Las miradas más tristes se dirigían al centro de la calle, aunque, al decir verdad, las más satisfechas también.

Un lunes de enero nunca fue el mejor día para nada, pero, sobre todo, si se trataba de ir a un colegio donde el frío y la humedad se filtraban, a la par, por las calizas paredes donde se ubicaban los más incómodos pupitres.

Más de una treintena de pequeños personajes, habitantes de una misma calle, ataviados con bufandas, trencas y abrigos variopintos, caminando al mismo destino, pero cada uno con su personal pellizco en el estómago, se refugiaban como podían del intenso frío que los atenazaba. Delicadas manos, enrojecidas, de quienes no sentían los dedos que sujetaban la pesada carpeta con la que intentaban no defraudar a sus maestros. Además, la cama estaba demasiado calentita como para cambiarla por la aburrida realidad de un día de colegio.

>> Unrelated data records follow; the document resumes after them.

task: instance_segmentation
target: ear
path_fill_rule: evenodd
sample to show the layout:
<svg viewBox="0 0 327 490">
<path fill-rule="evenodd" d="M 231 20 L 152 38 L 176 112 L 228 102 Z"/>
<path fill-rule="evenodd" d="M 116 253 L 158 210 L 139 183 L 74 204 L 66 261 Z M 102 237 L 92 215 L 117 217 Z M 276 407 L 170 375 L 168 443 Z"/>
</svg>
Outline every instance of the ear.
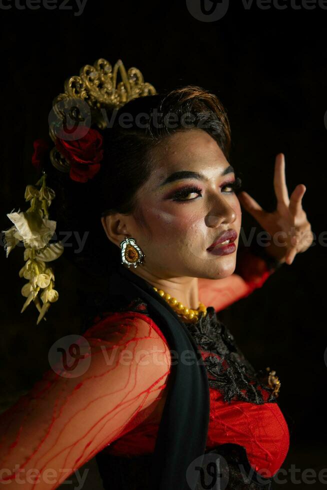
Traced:
<svg viewBox="0 0 327 490">
<path fill-rule="evenodd" d="M 128 232 L 127 224 L 123 215 L 119 213 L 101 217 L 101 222 L 108 239 L 120 246 L 126 236 L 132 236 Z"/>
</svg>

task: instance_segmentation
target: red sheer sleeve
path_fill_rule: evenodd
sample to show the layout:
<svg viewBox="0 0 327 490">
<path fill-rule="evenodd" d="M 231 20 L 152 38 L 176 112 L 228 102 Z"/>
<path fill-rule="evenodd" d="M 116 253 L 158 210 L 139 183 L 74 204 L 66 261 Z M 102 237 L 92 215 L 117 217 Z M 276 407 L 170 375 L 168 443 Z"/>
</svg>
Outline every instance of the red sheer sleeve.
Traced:
<svg viewBox="0 0 327 490">
<path fill-rule="evenodd" d="M 81 336 L 87 368 L 77 376 L 49 370 L 0 415 L 0 482 L 57 488 L 160 398 L 170 354 L 141 316 L 113 314 L 98 322 Z"/>
<path fill-rule="evenodd" d="M 272 265 L 274 262 L 272 260 L 268 262 L 244 248 L 234 274 L 222 279 L 198 280 L 200 300 L 214 306 L 216 312 L 224 310 L 260 288 L 276 270 Z"/>
</svg>

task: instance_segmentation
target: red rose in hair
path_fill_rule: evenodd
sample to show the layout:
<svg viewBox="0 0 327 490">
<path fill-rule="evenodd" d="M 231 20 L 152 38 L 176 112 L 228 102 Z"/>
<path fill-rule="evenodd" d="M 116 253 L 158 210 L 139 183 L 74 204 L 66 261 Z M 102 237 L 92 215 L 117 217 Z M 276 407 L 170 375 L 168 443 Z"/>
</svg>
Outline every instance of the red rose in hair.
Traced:
<svg viewBox="0 0 327 490">
<path fill-rule="evenodd" d="M 32 164 L 37 170 L 42 166 L 49 146 L 44 140 L 40 138 L 33 142 L 34 152 L 32 155 Z"/>
<path fill-rule="evenodd" d="M 80 128 L 81 134 L 82 130 L 84 133 L 85 128 Z M 78 136 L 78 132 L 76 135 L 76 132 L 74 136 Z M 78 182 L 86 182 L 98 174 L 101 166 L 99 162 L 104 158 L 102 143 L 102 135 L 92 128 L 76 140 L 70 141 L 56 138 L 56 148 L 70 164 L 70 178 Z"/>
</svg>

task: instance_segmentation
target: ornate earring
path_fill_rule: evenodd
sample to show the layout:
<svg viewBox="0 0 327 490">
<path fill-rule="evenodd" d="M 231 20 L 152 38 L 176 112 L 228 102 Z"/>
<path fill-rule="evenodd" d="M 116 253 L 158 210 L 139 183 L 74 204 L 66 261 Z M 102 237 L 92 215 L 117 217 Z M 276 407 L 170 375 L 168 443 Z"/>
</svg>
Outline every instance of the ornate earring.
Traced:
<svg viewBox="0 0 327 490">
<path fill-rule="evenodd" d="M 135 238 L 125 237 L 125 240 L 120 243 L 122 247 L 122 264 L 128 266 L 137 267 L 138 264 L 143 264 L 143 258 L 146 256 L 140 247 L 136 245 Z"/>
</svg>

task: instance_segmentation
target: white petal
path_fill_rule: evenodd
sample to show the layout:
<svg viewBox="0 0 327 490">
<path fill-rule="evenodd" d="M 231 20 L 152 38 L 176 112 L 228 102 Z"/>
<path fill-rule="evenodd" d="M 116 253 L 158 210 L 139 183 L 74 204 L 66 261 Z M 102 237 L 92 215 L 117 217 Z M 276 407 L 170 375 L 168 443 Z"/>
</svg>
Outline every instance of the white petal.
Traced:
<svg viewBox="0 0 327 490">
<path fill-rule="evenodd" d="M 30 302 L 33 299 L 33 298 L 34 298 L 34 295 L 35 295 L 34 292 L 34 291 L 31 291 L 30 292 L 30 294 L 28 294 L 28 298 L 27 300 L 26 300 L 26 301 L 24 303 L 24 304 L 23 305 L 22 308 L 22 310 L 20 310 L 20 313 L 22 313 L 22 312 L 24 311 L 24 310 L 26 310 L 26 308 L 27 308 L 27 307 L 28 306 L 28 304 L 30 304 Z"/>
<path fill-rule="evenodd" d="M 26 282 L 22 288 L 22 294 L 25 298 L 28 298 L 30 293 L 33 290 L 30 282 Z"/>
<path fill-rule="evenodd" d="M 58 300 L 59 293 L 55 289 L 49 290 L 48 292 L 48 300 L 50 303 L 54 303 Z"/>
<path fill-rule="evenodd" d="M 8 258 L 10 252 L 20 241 L 20 235 L 19 234 L 17 233 L 17 230 L 15 226 L 12 226 L 9 230 L 2 230 L 2 232 L 4 234 L 4 250 L 6 258 Z"/>
<path fill-rule="evenodd" d="M 38 320 L 36 322 L 36 325 L 38 324 L 41 321 L 41 320 L 42 320 L 44 316 L 46 314 L 46 312 L 49 309 L 50 304 L 51 303 L 44 303 L 44 304 L 43 305 L 42 308 L 41 308 L 40 314 L 39 314 L 38 317 Z"/>
<path fill-rule="evenodd" d="M 47 289 L 45 289 L 43 292 L 41 294 L 40 298 L 42 300 L 42 303 L 46 303 L 48 301 L 48 290 Z"/>
<path fill-rule="evenodd" d="M 46 274 L 39 274 L 36 284 L 39 288 L 48 288 L 50 284 L 50 278 Z"/>
<path fill-rule="evenodd" d="M 64 246 L 60 242 L 58 242 L 56 243 L 48 245 L 43 250 L 38 250 L 36 254 L 36 257 L 44 262 L 50 262 L 60 257 L 63 252 Z"/>
<path fill-rule="evenodd" d="M 27 260 L 28 258 L 32 258 L 32 249 L 25 248 L 24 250 L 24 260 Z"/>
<path fill-rule="evenodd" d="M 12 212 L 7 216 L 15 225 L 24 243 L 33 248 L 43 248 L 54 233 L 56 222 L 42 218 L 38 212 Z"/>
</svg>

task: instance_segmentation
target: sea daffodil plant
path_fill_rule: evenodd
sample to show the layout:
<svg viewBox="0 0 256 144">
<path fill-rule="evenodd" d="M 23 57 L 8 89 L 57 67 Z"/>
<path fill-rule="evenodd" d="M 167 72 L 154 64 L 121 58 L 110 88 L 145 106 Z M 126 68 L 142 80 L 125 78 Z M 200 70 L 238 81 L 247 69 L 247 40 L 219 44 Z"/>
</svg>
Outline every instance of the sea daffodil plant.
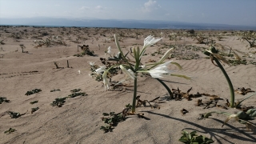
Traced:
<svg viewBox="0 0 256 144">
<path fill-rule="evenodd" d="M 109 90 L 110 87 L 109 86 L 109 81 L 107 79 L 107 74 L 109 70 L 114 67 L 119 66 L 120 69 L 123 71 L 125 74 L 126 74 L 125 81 L 127 81 L 128 79 L 133 79 L 134 82 L 134 97 L 133 97 L 133 102 L 132 102 L 132 113 L 135 112 L 135 103 L 136 103 L 136 97 L 137 97 L 137 76 L 138 73 L 149 73 L 152 78 L 163 78 L 165 74 L 169 75 L 174 75 L 178 77 L 183 77 L 186 78 L 190 78 L 188 77 L 183 76 L 183 75 L 178 75 L 178 74 L 171 74 L 171 70 L 169 70 L 168 66 L 170 64 L 175 64 L 178 66 L 179 68 L 181 68 L 181 66 L 176 62 L 172 62 L 172 61 L 168 61 L 166 62 L 164 62 L 164 61 L 168 58 L 173 50 L 173 48 L 168 50 L 166 54 L 162 56 L 162 58 L 158 62 L 154 62 L 150 65 L 142 65 L 141 63 L 142 58 L 145 54 L 145 51 L 146 49 L 160 41 L 162 38 L 154 38 L 153 36 L 150 35 L 146 37 L 144 40 L 144 45 L 142 49 L 141 50 L 139 47 L 133 47 L 132 48 L 132 53 L 133 57 L 134 58 L 134 61 L 130 61 L 130 58 L 127 58 L 127 54 L 125 55 L 120 47 L 118 36 L 114 35 L 115 38 L 115 44 L 119 50 L 118 52 L 118 59 L 122 59 L 122 62 L 118 62 L 116 65 L 110 66 L 107 70 L 104 70 L 104 73 L 102 74 L 102 79 L 103 83 L 105 86 L 105 88 L 106 90 Z M 158 79 L 160 81 L 159 79 Z M 162 83 L 162 82 L 161 82 Z M 162 82 L 163 83 L 163 82 Z M 169 89 L 166 87 L 166 85 L 164 85 L 166 89 Z M 168 90 L 168 91 L 169 91 Z"/>
</svg>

Pero aquel día todo se centraba en la pirámide de piedras, que acababan de descargar, justo al lado de la gran calva del empedrado, que hacía años tenía una misión que cumplir como centro de reunión y parque de juegos y disputas.

Con la primera mirada que se cruzó fue con la de su amigo Salvador. Ambos sabían que aquello significaba el fin de sus particulares enfrentamientos. Por muchos niños que participasen, entre ellos existía un pique especial. Así fuese a las canicas, a la lima en sus diferente formas, o a romper trompos, raro era el día en el que no acabasen solos y con la noche rozando los tejados. Ahí no importaba el frío ni las continuas llamadas de sus progenitores.

–Por fin van a cubrir el dichoso agujero –oyó decir a una de las madres.

–¡Ya era hora! –dijo otra.

Pero Ricardo no era de la misma opinión. Los pocos carros que pasaban por la calle –siempre vacía–, se escoraban a derecha e izquierda para no meter sus pesadas ruedas en lo que tanto les molestaba. Los niños estaban a salvo de las regañinas de sus mayores y, aunque sucios y con algún golpe de más, siendo un terreno neutral, nadie podía imponer sus reglas.

No habían vuelto la esquina con la calle del Peso, cuando Ricardo, Salvador y otros niños de su misma edad –todos vecinos y compañeros de juegos–, farfullaban su malestar y comenzaban a trazar el mejor plan para que las cosas volvieran a su habitual estado de desordenado bienestar. Eran conscientes de que cuando volvieran, después de toda la mañana sin ocupar su espacio preferido, los empedradores habrían cubierto gran parte de él, y ellos tendrían que bordearlo, con la honda pena de tener que encontrar otro lugar en el que demostrar sus habilidades.